Although Dr. Jaime will end his three year term as president, he still has six years remaining as a Supreme Court magistrate.   The political parties in control in the National Assembly want Jaime out of the Constitutional Chamber, and when voting in April 2012, the National Assembly voted to transfer Jaime out of the Constitutional Chamber.   The Chamber, however, takes the view that the National Assembly has no right to transfer a magistrate out of the Constitutional Chamber when the legislature does not like his opinions.

The Central American Court of Justice says that it does not yet have a date when it plans to issue its final ruling on the conflict between the El Salvador's Supreme Court and its National Assembly.

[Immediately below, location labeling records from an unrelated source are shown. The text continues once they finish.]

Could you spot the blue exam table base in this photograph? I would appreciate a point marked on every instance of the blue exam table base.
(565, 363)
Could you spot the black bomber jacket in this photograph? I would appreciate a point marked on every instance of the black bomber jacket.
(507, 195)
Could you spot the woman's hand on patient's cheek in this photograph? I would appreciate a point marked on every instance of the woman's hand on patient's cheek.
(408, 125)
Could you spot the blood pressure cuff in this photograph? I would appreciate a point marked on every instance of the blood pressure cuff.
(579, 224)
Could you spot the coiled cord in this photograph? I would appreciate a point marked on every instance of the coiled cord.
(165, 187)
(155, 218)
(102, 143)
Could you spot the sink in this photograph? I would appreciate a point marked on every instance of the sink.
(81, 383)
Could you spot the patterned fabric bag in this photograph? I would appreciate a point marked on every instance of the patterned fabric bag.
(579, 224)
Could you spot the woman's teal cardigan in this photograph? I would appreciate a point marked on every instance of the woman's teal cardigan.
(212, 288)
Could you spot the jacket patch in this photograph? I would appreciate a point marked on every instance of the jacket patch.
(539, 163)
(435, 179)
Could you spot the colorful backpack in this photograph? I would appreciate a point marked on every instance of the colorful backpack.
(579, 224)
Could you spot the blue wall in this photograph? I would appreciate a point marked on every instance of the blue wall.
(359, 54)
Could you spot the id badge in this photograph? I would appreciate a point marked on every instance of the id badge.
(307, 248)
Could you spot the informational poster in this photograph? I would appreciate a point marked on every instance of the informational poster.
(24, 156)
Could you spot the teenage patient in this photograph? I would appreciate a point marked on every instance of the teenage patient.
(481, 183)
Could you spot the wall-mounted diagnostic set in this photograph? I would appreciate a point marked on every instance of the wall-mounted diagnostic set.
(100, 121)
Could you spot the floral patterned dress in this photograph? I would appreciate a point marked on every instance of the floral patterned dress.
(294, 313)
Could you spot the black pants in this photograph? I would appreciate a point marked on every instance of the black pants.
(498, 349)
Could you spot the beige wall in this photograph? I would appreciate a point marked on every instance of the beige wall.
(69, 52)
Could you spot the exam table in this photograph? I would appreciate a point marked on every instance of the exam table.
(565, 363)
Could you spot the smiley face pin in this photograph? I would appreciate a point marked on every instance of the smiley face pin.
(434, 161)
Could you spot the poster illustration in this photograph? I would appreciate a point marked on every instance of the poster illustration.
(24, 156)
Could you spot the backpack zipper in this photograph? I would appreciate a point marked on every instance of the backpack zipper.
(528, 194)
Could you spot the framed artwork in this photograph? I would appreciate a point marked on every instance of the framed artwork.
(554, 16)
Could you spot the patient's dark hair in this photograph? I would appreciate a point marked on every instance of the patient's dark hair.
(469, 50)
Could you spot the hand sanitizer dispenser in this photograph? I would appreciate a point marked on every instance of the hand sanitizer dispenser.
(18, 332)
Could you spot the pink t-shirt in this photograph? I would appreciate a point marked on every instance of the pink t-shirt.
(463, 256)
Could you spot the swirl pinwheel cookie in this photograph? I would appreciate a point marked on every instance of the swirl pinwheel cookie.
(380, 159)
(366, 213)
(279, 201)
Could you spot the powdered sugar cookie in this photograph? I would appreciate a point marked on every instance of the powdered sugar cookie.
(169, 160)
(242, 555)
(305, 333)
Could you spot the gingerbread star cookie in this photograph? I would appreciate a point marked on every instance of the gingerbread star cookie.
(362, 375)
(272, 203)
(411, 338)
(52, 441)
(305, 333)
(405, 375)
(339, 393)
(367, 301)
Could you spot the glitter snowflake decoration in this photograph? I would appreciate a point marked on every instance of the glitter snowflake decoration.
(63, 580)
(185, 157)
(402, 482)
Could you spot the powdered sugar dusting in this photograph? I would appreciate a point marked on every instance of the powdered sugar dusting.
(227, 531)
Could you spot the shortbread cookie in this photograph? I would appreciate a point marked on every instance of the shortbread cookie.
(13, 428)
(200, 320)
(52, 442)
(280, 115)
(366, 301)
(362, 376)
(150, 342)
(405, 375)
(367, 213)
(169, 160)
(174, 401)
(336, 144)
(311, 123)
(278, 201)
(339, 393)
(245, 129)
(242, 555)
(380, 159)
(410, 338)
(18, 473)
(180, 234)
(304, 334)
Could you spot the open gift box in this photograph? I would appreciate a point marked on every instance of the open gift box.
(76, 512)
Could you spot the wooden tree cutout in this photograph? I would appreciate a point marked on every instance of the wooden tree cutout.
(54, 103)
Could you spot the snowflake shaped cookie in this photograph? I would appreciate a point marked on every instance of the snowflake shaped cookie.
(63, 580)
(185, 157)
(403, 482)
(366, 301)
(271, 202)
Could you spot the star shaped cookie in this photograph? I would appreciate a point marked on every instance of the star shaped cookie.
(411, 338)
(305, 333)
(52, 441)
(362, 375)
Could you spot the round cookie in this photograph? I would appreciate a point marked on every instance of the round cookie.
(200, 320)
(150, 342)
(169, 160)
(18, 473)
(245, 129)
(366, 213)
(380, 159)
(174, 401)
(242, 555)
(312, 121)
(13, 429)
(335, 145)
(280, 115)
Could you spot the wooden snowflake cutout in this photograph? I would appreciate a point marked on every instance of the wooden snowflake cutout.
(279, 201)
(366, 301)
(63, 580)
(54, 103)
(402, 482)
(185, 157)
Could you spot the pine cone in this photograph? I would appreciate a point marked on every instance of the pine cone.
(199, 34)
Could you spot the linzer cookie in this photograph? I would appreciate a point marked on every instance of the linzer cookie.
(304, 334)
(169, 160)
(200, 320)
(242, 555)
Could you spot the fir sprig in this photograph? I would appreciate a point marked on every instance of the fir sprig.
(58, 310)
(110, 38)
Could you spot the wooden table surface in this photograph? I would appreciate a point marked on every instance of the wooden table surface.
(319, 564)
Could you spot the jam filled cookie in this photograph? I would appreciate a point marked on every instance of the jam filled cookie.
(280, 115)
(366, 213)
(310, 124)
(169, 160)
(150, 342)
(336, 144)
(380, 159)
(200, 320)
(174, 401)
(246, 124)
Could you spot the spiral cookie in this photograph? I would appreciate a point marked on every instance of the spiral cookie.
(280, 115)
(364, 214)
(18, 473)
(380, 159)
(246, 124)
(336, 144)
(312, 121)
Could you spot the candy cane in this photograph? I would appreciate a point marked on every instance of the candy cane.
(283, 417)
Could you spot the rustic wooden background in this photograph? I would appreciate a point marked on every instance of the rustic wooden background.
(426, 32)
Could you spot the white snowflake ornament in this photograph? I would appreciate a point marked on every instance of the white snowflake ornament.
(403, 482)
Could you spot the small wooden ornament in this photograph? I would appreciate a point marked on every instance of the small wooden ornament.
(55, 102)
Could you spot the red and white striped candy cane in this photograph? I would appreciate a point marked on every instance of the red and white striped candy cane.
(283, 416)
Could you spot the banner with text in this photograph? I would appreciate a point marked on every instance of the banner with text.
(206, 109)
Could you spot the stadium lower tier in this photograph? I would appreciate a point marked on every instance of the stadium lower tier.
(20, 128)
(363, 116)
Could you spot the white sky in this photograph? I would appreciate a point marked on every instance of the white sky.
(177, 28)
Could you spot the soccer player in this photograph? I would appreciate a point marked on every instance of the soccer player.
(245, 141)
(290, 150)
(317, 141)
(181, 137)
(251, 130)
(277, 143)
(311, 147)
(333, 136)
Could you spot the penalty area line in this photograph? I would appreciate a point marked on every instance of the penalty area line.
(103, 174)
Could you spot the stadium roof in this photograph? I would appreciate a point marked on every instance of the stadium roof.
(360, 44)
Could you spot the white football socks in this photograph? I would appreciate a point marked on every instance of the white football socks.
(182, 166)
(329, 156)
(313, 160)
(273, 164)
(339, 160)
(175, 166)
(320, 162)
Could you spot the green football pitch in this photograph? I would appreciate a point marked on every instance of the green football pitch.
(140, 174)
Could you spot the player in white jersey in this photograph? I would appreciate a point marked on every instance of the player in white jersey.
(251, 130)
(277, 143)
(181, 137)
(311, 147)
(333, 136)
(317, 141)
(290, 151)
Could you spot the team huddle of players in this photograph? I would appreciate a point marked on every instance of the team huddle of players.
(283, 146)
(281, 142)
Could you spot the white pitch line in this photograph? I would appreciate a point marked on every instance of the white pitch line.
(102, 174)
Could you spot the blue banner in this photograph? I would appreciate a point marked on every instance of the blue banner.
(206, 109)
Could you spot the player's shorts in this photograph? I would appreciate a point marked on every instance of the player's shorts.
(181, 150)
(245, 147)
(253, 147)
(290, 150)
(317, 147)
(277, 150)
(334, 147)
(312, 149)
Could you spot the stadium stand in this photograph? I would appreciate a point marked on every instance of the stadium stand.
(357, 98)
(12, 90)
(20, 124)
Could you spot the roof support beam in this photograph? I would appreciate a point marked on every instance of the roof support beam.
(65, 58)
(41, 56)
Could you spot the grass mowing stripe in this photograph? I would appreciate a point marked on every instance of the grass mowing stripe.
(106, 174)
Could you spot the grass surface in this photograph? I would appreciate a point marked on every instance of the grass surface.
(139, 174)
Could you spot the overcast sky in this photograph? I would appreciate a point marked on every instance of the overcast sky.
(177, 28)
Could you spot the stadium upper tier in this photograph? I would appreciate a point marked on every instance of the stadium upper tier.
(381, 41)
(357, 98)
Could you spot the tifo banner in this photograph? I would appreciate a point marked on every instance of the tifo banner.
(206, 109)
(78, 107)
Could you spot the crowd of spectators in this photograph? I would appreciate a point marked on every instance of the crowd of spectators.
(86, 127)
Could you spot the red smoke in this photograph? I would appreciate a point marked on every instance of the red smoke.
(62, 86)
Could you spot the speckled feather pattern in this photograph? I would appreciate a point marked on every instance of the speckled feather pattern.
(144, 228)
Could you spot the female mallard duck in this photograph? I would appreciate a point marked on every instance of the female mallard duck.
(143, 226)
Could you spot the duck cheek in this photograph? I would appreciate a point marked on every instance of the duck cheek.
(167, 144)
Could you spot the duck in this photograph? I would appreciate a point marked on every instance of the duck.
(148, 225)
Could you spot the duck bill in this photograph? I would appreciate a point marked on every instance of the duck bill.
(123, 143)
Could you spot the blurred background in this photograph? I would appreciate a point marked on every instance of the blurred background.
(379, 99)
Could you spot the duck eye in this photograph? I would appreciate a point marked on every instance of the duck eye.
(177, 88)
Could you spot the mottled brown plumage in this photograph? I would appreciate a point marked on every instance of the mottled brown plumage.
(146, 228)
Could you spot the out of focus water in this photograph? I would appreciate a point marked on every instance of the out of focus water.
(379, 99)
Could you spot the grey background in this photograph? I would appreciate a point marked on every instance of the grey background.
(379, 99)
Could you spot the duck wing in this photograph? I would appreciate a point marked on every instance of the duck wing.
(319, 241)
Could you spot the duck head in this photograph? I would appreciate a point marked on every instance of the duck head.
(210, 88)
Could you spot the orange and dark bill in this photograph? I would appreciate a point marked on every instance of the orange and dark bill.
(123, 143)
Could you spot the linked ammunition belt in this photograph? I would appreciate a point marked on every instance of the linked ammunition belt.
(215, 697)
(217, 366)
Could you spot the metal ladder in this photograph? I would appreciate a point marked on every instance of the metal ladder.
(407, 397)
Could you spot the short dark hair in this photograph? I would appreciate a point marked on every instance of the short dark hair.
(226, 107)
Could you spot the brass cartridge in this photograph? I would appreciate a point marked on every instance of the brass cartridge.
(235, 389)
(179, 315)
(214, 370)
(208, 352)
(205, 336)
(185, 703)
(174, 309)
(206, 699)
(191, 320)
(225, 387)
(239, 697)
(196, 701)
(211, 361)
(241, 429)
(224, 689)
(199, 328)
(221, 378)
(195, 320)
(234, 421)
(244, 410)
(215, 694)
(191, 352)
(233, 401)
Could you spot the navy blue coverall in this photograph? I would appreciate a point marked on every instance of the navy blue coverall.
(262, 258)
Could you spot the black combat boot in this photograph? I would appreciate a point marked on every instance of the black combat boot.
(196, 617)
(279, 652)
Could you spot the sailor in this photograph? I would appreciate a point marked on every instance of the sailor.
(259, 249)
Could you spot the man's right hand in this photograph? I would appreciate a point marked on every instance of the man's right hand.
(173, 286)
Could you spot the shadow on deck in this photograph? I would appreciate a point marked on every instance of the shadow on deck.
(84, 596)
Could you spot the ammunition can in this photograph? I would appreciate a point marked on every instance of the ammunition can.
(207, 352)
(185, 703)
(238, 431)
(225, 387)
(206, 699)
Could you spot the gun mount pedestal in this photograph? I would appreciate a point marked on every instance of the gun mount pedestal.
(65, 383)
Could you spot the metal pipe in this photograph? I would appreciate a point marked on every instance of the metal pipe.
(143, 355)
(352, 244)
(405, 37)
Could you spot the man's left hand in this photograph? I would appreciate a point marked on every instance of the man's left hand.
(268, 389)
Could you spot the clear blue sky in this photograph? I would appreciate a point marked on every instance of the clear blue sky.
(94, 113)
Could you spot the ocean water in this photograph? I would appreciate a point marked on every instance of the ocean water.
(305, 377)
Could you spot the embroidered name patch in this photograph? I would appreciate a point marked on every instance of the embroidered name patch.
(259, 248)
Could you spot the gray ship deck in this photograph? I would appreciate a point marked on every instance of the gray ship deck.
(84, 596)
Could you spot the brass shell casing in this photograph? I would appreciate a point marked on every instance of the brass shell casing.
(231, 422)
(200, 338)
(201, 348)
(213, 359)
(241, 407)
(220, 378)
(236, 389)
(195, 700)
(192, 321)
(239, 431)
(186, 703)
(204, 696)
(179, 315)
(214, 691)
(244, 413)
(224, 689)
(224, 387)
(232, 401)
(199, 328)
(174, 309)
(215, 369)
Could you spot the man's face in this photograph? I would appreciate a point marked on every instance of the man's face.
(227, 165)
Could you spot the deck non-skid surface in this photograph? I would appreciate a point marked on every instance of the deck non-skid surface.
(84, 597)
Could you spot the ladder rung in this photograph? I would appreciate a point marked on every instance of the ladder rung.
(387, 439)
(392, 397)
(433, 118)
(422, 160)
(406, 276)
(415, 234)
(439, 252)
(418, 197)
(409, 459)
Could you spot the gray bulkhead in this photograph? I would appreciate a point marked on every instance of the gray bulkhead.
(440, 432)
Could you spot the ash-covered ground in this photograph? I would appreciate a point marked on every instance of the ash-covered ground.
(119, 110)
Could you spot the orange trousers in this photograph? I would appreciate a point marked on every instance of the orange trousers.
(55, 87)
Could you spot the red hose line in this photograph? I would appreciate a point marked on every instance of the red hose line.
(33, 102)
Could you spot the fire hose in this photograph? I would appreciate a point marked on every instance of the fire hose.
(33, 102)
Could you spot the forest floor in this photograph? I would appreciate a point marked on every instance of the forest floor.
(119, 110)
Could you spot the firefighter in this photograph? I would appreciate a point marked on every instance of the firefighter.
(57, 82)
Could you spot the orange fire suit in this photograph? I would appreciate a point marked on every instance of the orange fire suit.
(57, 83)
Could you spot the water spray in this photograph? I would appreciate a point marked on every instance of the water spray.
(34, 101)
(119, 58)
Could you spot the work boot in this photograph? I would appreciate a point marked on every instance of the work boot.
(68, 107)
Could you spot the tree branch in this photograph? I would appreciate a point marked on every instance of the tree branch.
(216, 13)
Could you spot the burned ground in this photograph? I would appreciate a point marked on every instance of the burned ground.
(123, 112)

And president Mauricio Funes was silent all week on the topic.


Carlos X. said…
Tim, it seems as though this week, the crisis settled in to the usual pattern of partisan allegiances while also reaching a new level of hyper politicization. On the one hand, the FMLN and ARENA seem to have become the major instigators in the standoff. There are notable outliers, like the popular FMLN mayor of Santa Tecla, Oscar Ortiz, who favors heeding the court's orders, and the historical (and very colorful) communist leader cum commentator Dagoberto Gutierrez, who follows most of civil society in supporting the "rule of law" position. But because the adrenalin is flowing, prompted by a very visible infusion of ARENA and FMLN fuel to the fire, the discourse surrounding the standoff has gotten more course and polarized, with the recycling of old political accusations (that ARENA wants to the court to obey business interests, that the FMLN is deliberately trying to erode democratic institutions, etc.) What appears to be missing is anyone to mediate the conflict, with most institutions (the OAS, the U.S., other regional governments) saying (at least, publically) that it's a Salvadoran problem. If only the Central American Court were not in the middle of the dispute, this might have been a good conflict for SICA or PARLACEN to attempt to arbitrate.